Kolom Arcandra Tahar: Membaca Peluang Synthetic Fuel di Industri Maritim

bahn bakar sawit

Pada tahun 2030, perdagangan menggunakan kapal laut diproyeksikan akan naik sekitar 50% dibandingkan dengan tahun 2015. Pertumbuhan Liquid Natural Gas (LNG) dan chemical product menempati rangking tertinggi dari semua komoditi yang diperdagangkan secara internasional. Dengan data ini maka kebutuhan akan marine fuel juga akan meningkat secara signifikan.

Dilema muncul sewaktu IMO (International Marine Organization) memperketat aturan mengenai emisi gas buang yang harus dipatuhi oleh kapal-kapal yang beroperasi lintas negara. Disatu sisi kebutuhan marine fuel meningkat yang mengakibatkan lebih banyak gas rumah kaca mengotori atmosfer. Sementara disisi berbeda IMO berkomitmen untuk menguranginya.

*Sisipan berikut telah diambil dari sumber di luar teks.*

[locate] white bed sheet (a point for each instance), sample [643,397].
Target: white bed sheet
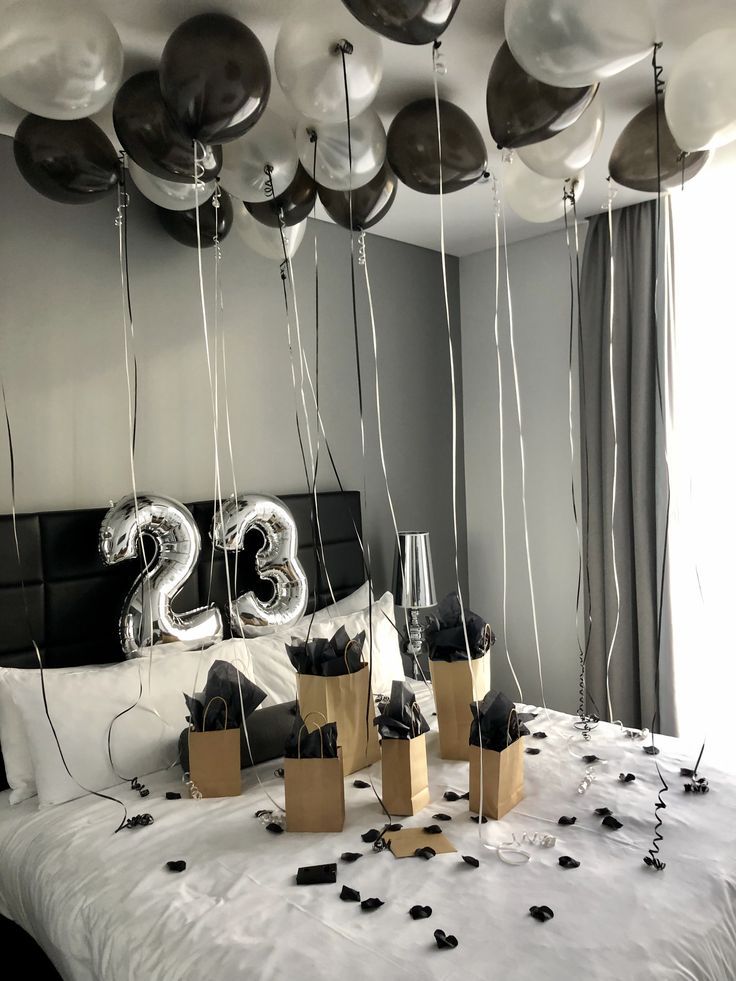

Terdapat beberapa inisiatif yang dapat dilakukan untuk mengurangi emisi gas buang tersebut. Pertama, mendesain lambung kapal yang mempunyai drag (daya hambat) yang lebih kecil. Dengan kemajuan teknologi CFD (Computational Fluid Dynamic), hydrodynamic kapal-kapal sekarang jauh lebih baik dibandingkan dengan kapal Titanic. Drag yang kecil bisa menurunkan pemakaian fuel untuk jarak tempuh yang sama.

Kedua dengan menggunakan engine yang lebih kecil. Untuk jarak tempuh yang sama, fuel yang digunakan bisa lebih sedikit, tapi speednya akan lebih rendah. Engine yang kecil akan mengurangi emisi gas buang. Namun demikian dengan jarak tempuh yang lebih lama, biaya-biaya tambahan seperti overhead untuk crew akan naik.

Ketiga, dengan memanfaatkan panas buang dari engine untuk membangkitkan listrik misalnya. Kebutuhan listrik didapat bukan lagi dari engine utama tapi dari gas buang yang selama ini belum  termanfaatkan. Dengan cara ini engine bisa lebih efisien dalam pengoperasiannya. Untuk volume emisi gas buang yang sama tapi menghasilkan  energi yang lebih besar.

Tiga inisitif diatas berkaitan dengan perbaikan dari sisi efisiensi kapal itu sendiri. Bagaimana dengan fuelnya? Ada dua inisiatif yang sekarang menjadi candidate untuk mengganti marine fuel yang berasal dari energi fosil. Inisiatif pertama adalah menggunakan biofuel yang berasal dari kelapa sawit (FAME) atau dari Hydrotreated Vegetable Oil (HVO).

Kendala utama dari biofuel ini adalah ketersediannya karena FAME dan HVO juga digunakan untuk industri makanan seperti minyak goreng. Persaingan antara biofuel untuk energi bersih dan biofuel untuk industri makanan akan menimbulkan masalah dikemudian hari. Memilih antara kedua opsi itu tentunya menjadi dilema tersendiri. Apalagi dampak dari persaingan itu sudah sangat terasa hari ini.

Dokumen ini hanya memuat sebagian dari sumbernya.